In Ha’aretz this morning, eternal pundit Yoel Marcus comes out for including Hamas in peace negotiations:
Abbas and his buddies no longer reflect or represent the Palestinian reality of spring 2008.
…America must initiate and accept a change in the makeup of the Palestinian delegation, namely, the addition of a Hamas representative. This will allow the Israeli side to speak to those who are really running the Palestinian show today. Will Hamas want to? Will it say yes? That is the ultimate test of the Bush administration.
Marcus usually represents stolid, mildly left-of-center establishment thinking, as soporific as a Labor pol’s speech. For him to argue that Hamas must be included in talks indicates that the idea is moving from radical to conventional.
Other not terribly wild-eyed types have been voicing similar ideas. Ex-general Shlomo Brom of Tel Aviv University’s Institute for National Security Studies, has been saying that Israel must conduct indirect negotiations with Hamas. Among the myriad ex-officers offering strategic advice, Brom is one of the few who speaks strategically: that is, judging whether military action will achieve a political end, and whether other means might be used.
National Infrastructure Minister Binyamin Ben-Eliezer has called for releasing Marwan Barghouti, the leader of Fatah’s young guard, now serving five life terms in Israeli prison for murder. Ben-Eliezer, another ex-general, a man who pushes journalists to google antonyms for “charisma,” knows that Barghouti has a brutal past. He apparently also knows that Barghouti is the Fatah man most respected by Hamas, and that even from his cell Barghouti has stood behind efforts to create a Palestinian unity government. Talking to a unity government makes far more sense than negotiating separately with the Fatah enclave in the West Bank and the Hamas enclave in Gaza.
Not that such thinking has become an Israeli consensus. Hani Almasri, director of the Badael research center in Ramallah, told me recently that he’d spoken with Khaled Mashal, the head of Hamas’s political bureau in Damascus. Mashal said that Israel wanted Barghouti’s name removed from the list of Palestinian prisoners to be released in return for captive Israeli soldier.
Then again, Almasri suggested that “Maybe some of [Barghouti’s] brothers in Fatah want him to stay in prison.” Almasri said Mahmud Abbas isn’t among those “brothers,” that Abbas does want “Marwan” (always known by his first name) to be released. Whether the cause is Israeli timidity or Fatah infighting, the grand gesture tarries.
The right, and many generals, would like to solve the problem of Gaza with force. The most obvious hole in that plan, as one very nameless source told me, is called “exit strategy.”

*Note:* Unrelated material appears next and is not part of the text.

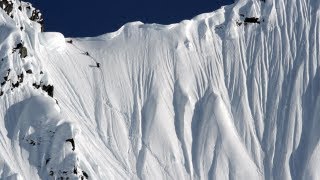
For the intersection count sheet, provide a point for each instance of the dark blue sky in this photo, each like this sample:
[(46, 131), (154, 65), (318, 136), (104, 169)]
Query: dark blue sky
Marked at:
[(81, 18)]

There are all sorts of reasons to think talking to Hamas, or to a unity government, won’t work. We know how diplomatically paralyzed Israeli unity governments have been. Reliance on tanks and drones alone is working even less. When everything else fails, human beings consider peaceful solutions as a last resort. If the very well connected, very conventional Marcus is talking about this, it’s possible that some terribly unimaginative people who don’t speak on the record have also fallen back on the last resort.